I tried to work out how much Sal Bird would understand of this conversation. “You mean the tidal marshes?”
“Just temporarily, of course.” That translated to
Just until you’re no longer at the bottom of the heap.
Shit work. “The salary is scale, Grade Two, with an additional percentage for the unsocial hours. You’ll be paid monthly, in arrears. Questions?”
I was just glad I still had a lump of money left. How did other people manage without pay for a month?
“Good. I’m sure you’ll enjoy working with Cherry Magyar, your section supervisor. You should find her understanding. She’s new at her job, too. I promoted her myself, just two weeks ago.”

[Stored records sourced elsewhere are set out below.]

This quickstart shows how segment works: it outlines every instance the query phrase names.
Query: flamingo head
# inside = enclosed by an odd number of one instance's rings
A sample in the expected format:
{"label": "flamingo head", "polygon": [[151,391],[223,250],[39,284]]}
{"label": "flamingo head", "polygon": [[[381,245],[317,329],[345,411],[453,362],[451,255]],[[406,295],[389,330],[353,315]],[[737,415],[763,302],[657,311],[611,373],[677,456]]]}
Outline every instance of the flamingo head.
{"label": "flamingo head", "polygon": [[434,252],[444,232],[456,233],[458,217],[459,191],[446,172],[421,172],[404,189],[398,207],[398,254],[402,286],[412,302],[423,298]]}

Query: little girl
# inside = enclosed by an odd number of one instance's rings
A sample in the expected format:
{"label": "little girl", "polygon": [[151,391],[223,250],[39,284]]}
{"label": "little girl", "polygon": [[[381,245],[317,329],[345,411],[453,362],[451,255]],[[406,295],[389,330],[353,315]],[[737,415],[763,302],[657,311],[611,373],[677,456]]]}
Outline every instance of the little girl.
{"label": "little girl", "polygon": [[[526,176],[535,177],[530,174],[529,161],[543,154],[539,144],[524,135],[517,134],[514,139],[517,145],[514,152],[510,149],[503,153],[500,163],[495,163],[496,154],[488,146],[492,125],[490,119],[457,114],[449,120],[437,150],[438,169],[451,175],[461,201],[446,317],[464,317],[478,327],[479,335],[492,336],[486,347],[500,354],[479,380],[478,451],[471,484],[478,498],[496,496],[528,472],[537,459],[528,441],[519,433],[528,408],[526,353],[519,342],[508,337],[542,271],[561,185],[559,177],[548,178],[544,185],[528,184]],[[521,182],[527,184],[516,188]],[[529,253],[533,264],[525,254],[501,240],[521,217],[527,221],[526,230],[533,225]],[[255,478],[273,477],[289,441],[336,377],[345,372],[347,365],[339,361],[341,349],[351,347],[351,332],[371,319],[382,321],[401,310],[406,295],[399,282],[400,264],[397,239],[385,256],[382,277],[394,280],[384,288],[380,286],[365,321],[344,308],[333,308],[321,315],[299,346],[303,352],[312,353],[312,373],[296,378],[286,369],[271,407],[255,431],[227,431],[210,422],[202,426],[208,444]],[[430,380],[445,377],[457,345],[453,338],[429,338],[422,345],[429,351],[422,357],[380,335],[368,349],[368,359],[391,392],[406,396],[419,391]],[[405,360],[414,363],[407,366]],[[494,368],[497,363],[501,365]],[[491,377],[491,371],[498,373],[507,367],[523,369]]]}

We did not shake hands. No welcome-aboard speech. He just nodded, told me to get myself assigned a locker for the skinny and goggles, and to report back at 6 p.m. sharp tomorrow.
It was cool outside. I walked the mile and a half back to my fifth-floor flat, trying to sort out how I felt about starting a job as a menial in a plant I could have run in my sleep.
I didn’t expect to get much sleep tonight. That direct mains release setup would give me nightmares.
While her back healed, Lore’s days passed in a haze of drugs and conversations at odd times of the day or night. Spanner would disappear some evenings and not return until the following afternoon. On the mornings she was alone, Lore had nothing to do but watch the window. There was always the tree, of course. Even when she could not see it, she could hear it. The leaves hung down like dead things now, and when people walked past, she heard their feet crunching on those that had already fallen. She spent hours watching the sun travel across the warm sandstone of the building opposite. When she got well enough, she sat up against the window. When the sun was at just the right angle, she could see where layers of sandstone had been blasted away to cleanse it of the soot: acid, black effluvium from generations of factories, coal-burning fires and, later, combustion engines. The sandstone shone a deep, buttery yellow early in the morning, bleaching to lemon and then bone as the light increased. She guessed at the shape of the building she lived in by the shadow it cast on the one opposite.